Last week saw the start of a new half-cocked (undemocratically elected) scheme to grind Oxford's traffic to a fume-farting halt by imposing a 20 mph speed limit on various sections of the city centre and residential streets.
Now narrow residential streets with cars parked on both sides with their multitude of hazards such as possible small boys running across the road in-between parked cars I understand, but MAIN roads which already have a plethora of crossings, traffic islands, lights and speed cameras to slow the motorist down? Where is the logic in reducing these to 20?
It feels as if we sensible drivers (and whatever my green sympathies, I am required to drive around the city quite a lot as part of my new job) are being penalised for the drink and drug-addled minority who commit the moronic acts such as cutting up or overtaking on a 30mph stretch and swinging out of corners at high speed minus signals - offences they continue to commit if not more so under the new more-restrictive regime, surprise surprise. Now if the REAL dangerous drivers such as these, not forgetting the latest breed who TWEET about how clever and badass they are to post to Twitter whilst driving faced stiffer penalties such as losing their licence for 10 years if caught, rather than a slap on the wrist, a life ban if they killed or mained anyone, THAT would be be more sensible and effective than this ridiculous money squandering scheme where it is 30 miles an hour one minute and 20 the next with no particular rhyme or reason attached to which section of road is which, bar the obvious side streets. And don't get me started on dangerous cyclists or lemming pedestrians who seem to rate listening to their iPods above looking before they pull out or cross! Don't they deserve a penalty or two? Or doesn't the Highway Code apply to them?

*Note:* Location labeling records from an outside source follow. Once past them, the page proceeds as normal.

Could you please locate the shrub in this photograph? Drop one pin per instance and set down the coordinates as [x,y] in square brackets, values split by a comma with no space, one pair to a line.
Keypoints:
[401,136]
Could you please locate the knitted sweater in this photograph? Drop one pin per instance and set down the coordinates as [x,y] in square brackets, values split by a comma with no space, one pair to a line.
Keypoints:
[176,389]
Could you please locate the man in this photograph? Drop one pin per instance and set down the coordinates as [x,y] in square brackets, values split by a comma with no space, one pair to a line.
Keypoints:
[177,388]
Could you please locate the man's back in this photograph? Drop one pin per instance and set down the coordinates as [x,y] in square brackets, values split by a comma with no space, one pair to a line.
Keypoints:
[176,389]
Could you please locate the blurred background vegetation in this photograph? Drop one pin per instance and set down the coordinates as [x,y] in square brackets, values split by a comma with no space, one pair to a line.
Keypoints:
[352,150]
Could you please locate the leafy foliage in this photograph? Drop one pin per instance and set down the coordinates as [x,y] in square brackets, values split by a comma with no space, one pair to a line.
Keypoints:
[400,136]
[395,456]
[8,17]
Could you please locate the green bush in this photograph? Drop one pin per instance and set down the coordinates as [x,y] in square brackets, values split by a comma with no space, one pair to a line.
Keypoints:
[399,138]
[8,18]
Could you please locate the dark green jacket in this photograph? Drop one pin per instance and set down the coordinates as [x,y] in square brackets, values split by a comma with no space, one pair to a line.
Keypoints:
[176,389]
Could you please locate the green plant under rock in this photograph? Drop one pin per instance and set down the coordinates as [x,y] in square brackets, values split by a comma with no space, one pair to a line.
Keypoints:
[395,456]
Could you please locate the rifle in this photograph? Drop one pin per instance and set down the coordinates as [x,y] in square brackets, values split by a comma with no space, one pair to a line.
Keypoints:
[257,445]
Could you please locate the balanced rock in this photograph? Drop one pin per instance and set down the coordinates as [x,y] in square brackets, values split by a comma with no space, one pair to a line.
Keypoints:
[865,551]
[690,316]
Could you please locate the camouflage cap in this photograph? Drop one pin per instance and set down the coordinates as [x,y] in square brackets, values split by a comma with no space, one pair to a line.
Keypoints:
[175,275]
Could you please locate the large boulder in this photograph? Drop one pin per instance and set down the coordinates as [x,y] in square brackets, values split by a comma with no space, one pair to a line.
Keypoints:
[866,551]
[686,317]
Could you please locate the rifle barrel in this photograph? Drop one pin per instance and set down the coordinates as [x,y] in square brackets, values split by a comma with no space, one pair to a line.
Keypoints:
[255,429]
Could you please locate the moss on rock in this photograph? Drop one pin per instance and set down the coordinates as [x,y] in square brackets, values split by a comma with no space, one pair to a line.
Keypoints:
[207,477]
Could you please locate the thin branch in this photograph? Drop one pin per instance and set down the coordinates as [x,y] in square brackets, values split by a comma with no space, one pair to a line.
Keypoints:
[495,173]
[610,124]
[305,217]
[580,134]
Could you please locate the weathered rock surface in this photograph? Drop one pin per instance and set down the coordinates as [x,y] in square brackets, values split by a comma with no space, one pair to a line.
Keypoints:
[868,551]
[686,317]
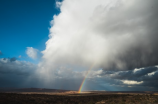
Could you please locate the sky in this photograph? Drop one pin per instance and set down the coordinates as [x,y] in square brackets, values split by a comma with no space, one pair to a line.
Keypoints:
[106,45]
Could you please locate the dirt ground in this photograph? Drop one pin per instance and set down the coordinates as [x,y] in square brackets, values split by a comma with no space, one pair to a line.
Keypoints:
[77,98]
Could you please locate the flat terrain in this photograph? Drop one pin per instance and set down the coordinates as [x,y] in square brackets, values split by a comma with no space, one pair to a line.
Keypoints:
[72,97]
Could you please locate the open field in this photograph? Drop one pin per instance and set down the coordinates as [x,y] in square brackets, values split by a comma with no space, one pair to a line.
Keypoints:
[72,97]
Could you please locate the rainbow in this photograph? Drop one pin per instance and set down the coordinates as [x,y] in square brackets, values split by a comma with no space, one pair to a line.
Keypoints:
[83,82]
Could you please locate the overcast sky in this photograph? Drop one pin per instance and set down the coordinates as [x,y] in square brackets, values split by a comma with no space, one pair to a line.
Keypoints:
[52,44]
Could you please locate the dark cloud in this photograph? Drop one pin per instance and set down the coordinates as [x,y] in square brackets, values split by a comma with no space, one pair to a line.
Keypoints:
[1,53]
[13,59]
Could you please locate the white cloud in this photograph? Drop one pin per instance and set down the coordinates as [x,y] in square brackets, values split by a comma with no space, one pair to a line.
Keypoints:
[130,82]
[58,4]
[32,52]
[109,34]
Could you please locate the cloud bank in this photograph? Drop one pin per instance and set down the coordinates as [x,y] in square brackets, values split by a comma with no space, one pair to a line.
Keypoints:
[112,35]
[32,52]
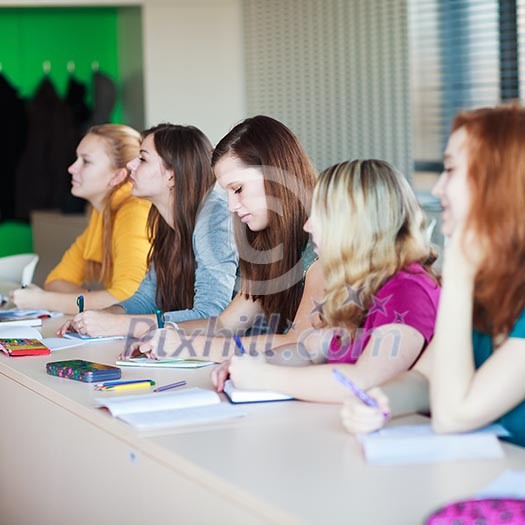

Cars are not going to go away after all. Though perhaps they might be drastically reduced at least if truly radical schemes such as the reintroduction of trams or the provision of continuous cycle lanes were considered, so what is the point of deliberately creating obstacles for cars, thereby promoting the mass pollution of idling engines?
Meanwhile on Radio 4's Today programme this week, a city finance chief was challenged about the fact that huge bonuses continue to be paid to bankers, despite the recession, and performance regardless - even in the cases where banks have been bailed out by the government via our taxpayer's money to stay afloat.
His reply was that they had to continue to pay large bonuses as our banking talent would otherwise be lost abroad.
What a brilliant strategical tactic, I thought! Kill the bonuses so they go abroad and destabilise somone else's economy with foolish risk taking whilst our own country has a chance to recover and fight back.
And do they leave us any alternative when no financial institution will seemingly hear of bonuses being performance-related, or at the very least, paid after tax, and after profit margins have been factored in? It now even emerges that a handful of cheeky bankers are suing for not receiving the obscene bonuses they expected.